- Original authors: Ken Thompson (AT&T Bell Laboratories)
- Developers: Various open-source and commercial developers
- Release: June 1974; 52 years ago
- Written in: Plan 9: C
- Operating system: Unix, Unix-like, Plan 9, Inferno, Windows
- Platform: Cross-platform
- Type: Command
- License: coreutils: GPLv3+ Plan 9: MIT License
- Repository: coreutils: git.savannah.gnu.org/cgit/coreutils.git/

= Dd (Unix) =

Shell command for copying and converting file data

dd (Data(set) Definition) is a shell command for reading, writing and converting file data. Originally developed for Unix, it has been implemented on many other environments including Unix-like operating systems, Windows, Plan 9 and Inferno.

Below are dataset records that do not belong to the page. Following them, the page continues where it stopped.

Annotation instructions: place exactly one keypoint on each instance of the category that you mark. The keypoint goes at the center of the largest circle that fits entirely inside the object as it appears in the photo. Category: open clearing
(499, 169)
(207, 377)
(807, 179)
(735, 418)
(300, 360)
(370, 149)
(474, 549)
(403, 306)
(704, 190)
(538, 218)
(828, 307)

The command can be used for many purposes. For relatively simple copying operations, it tends to be slower than domain-specific alternatives, but it excels at overwriting or truncating a file at any point or seeking in a file.

The command supports reading and writing files, and if a driver is available to support file-like access, the command can access devices too. Such access is typically supported on Unix-based systems that provide file-like access to devices (such as storage) and special device files (such as /dev/zero and /dev/random). Therefore, the command can be used for tasks such as backing up the boot sector of a drive, and obtaining random data.

The command can also support converting data while copying, including byte order swapping and converting between ASCII and EBCDIC text encodings.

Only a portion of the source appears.